7月末に引っ越しをして5日後にタイに来て、すこしのんびりしただけでタイとマレーシアでお仕事。ペナンでうだうだしてからエアアジアでバンコクのドンムアン空港に戻ってきた。
ドンムアン空港は以前は国内線専用だったが、いまはLCC格安航空会社エアアジアのほぼ専用空港と化している。今後はノックエアーなどほかのLCCもこちらに拠点移す方針らしい。ドンムアン空港は、タクシー以外の交通手段が市バスしかない。荷物を持って市バスに乗るのは大変だ。なのに空港のタクシーの質は大変悪く、友達が法外な料金を要求する運転手に口で抗議して突き飛ばされたこともあるほどだ。受付システムも合理的ではなくとても使いにくかった。
スワナプーム国際空港も公共タクシーのブースはあるが、そこで乗ったタクシーに何度遠回りされたり、メーター以外のお金を要求されたりしたことか。あきらかに覚せい剤をやっている運転手に当たったこともある。ホテルの場所が分からないふりをしたり、間違えたふりをして遠回りするので、道が違うと言えば、怒り出されたりとか。なんで、長旅に疲れ果てているのに、タクシー運転手の機嫌を取らなければならないのか。

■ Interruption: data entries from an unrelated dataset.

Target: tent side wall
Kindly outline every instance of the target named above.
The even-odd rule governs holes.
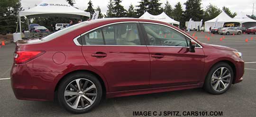
[[[211,26],[213,28],[214,26],[215,22],[205,22],[204,23],[204,32],[209,32],[209,28]],[[223,22],[218,22],[216,27],[220,27],[223,26]]]

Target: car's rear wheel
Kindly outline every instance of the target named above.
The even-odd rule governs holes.
[[[220,62],[214,65],[209,71],[204,81],[204,88],[212,94],[220,94],[230,87],[233,72],[229,64]]]
[[[84,113],[99,104],[102,90],[94,75],[79,72],[64,78],[58,88],[57,96],[60,104],[67,110],[75,114]]]

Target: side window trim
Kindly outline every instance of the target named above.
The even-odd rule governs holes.
[[[170,26],[169,25],[164,25],[164,24],[159,24],[159,23],[154,23],[154,22],[139,22],[139,23],[140,24],[140,25],[141,26],[141,29],[142,30],[142,31],[143,32],[143,35],[144,36],[144,38],[145,38],[145,41],[146,41],[146,46],[151,46],[151,47],[175,47],[175,48],[186,48],[186,47],[182,47],[182,46],[151,46],[151,45],[149,45],[149,42],[148,42],[148,38],[147,37],[147,36],[146,35],[146,31],[145,30],[145,28],[143,25],[143,24],[155,24],[155,25],[163,25],[163,26],[166,26],[167,27],[169,27],[169,28],[170,28],[177,32],[178,32],[178,33],[181,33],[182,35],[184,35],[185,37],[185,38],[188,38],[189,41],[190,40],[192,40],[194,42],[196,42],[196,43],[199,45],[199,47],[196,47],[196,48],[202,48],[202,46],[199,43],[198,43],[196,41],[194,41],[193,39],[192,39],[192,38],[191,38],[190,37],[188,36],[186,34],[184,34],[184,33],[183,33],[183,32],[180,32],[180,31],[178,30],[176,30],[176,29],[171,27],[171,26]]]

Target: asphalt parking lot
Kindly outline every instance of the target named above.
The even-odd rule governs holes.
[[[206,34],[210,41],[205,38]],[[57,102],[16,99],[8,78],[15,47],[11,44],[0,48],[0,117],[132,117],[133,111],[220,111],[223,117],[256,117],[256,34],[225,35],[222,41],[219,39],[223,35],[218,34],[197,33],[195,36],[201,42],[226,46],[241,52],[246,62],[243,82],[219,95],[197,88],[109,99],[89,113],[73,115]],[[246,38],[248,42],[245,42]]]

一国の玄関口の公共タクシーがこれでは、観光客の第一印象は最悪である。どうにかしてほしいと前々から思っていた。今回、ドンムアン空港についてみると何やら様子が違う。飛行機が着くとほとんどの乗客がタクシー乗り場に向かうが、そこで一列で順番に並ばされ、タクシーが5〜6台づつやってきて、係り員の誘導で乗り込むシステムに変わっていた。これが早い。しかも横入りもなし。なぜこれが今までできなかったの? という簡単で合理的で早いシステム。これも現政権のNCPO(国家平和秩序維持評議会)の改革の一端らしい。
今まで両空港のタクシーの質が悪かったのは、ひとえに空港に登録するタクシーを中間搾取するマフィアの存在が大きかったせいだ。空港に乗り入れて客待ちするタクシーは登録して、手数料を払う必要があるが、さらにマフィアにも払わなければならない。その分を挽回すべく、運転手は料金を高く吹っかけたり、遠回りしたり、ぼったくり観光に勧誘したりと務めるわけだ。タイに着いたばかりの外国人がその格好の標的になる。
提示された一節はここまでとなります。